Continuity And Differentiability - Differentiability At A Point

Continuity and Differentiability - Differentiability at a Point

In mathematics, differentiability is a property of functions that describes the smoothness of their graphs.
A function is said to be differentiable at a point if its derivative exists at that point.
The derivative represents the rate of change of a function at any point.
It gives us information about the slope or steepest direction of the function’s graph at a particular point.
Differentiability and continuity are closely related concepts in calculus.
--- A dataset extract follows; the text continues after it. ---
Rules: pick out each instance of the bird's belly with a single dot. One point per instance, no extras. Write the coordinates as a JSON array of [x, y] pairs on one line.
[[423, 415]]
Conditions for Differentiability at a Point

To determine whether a function is differentiable at a particular point, we need to check the following conditions:

The function must be defined at that point.

The function must be continuous at that point.
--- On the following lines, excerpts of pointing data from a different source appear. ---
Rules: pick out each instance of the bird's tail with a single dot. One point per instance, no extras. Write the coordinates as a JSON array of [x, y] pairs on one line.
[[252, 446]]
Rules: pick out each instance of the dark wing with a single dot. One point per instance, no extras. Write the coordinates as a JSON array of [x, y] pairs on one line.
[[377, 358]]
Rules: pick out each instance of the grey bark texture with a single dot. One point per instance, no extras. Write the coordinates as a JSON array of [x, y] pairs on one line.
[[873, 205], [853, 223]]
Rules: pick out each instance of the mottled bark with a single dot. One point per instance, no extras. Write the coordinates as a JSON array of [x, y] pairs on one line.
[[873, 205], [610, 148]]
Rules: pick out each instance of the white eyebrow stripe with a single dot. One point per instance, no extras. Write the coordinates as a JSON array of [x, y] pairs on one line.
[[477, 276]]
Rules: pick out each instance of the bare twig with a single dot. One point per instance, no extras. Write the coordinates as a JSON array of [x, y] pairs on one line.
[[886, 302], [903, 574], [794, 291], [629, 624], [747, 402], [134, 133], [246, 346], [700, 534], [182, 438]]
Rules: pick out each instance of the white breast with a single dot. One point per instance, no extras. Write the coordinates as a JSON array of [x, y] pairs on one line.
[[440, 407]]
The derivative of the function must exist at that point.

Differentiability vs. Continuity

Differentiability implies continuity, but continuity does not guarantee differentiability.
A function can be continuous without being differentiable.
However, if a function is differentiable at a point, it must be continuous at that point. Example: Consider the function f(x) = |x| at x = 0.
The function is not differentiable at x = 0 because the derivative does not exist.
However, the function is continuous at x = 0.

Geometric Interpretation of Differentiability

Geometrically, differentiability is related to the smoothness of a graph.
If a function is differentiable at a point, its graph has a well-defined tangent line at that point.
This tangent line represents the best linear approximation to the function near that point.
The function is not differentiable at a point if its graph has a sharp corner, vertical tangent line, or a discontinuity at that point. Example: Consider the function f(x) = √(x^2 - 1).
The graph of this function has a vertical tangent line at x = 1, which means it is not differentiable at that point.
However, it is differentiable for all other values of x.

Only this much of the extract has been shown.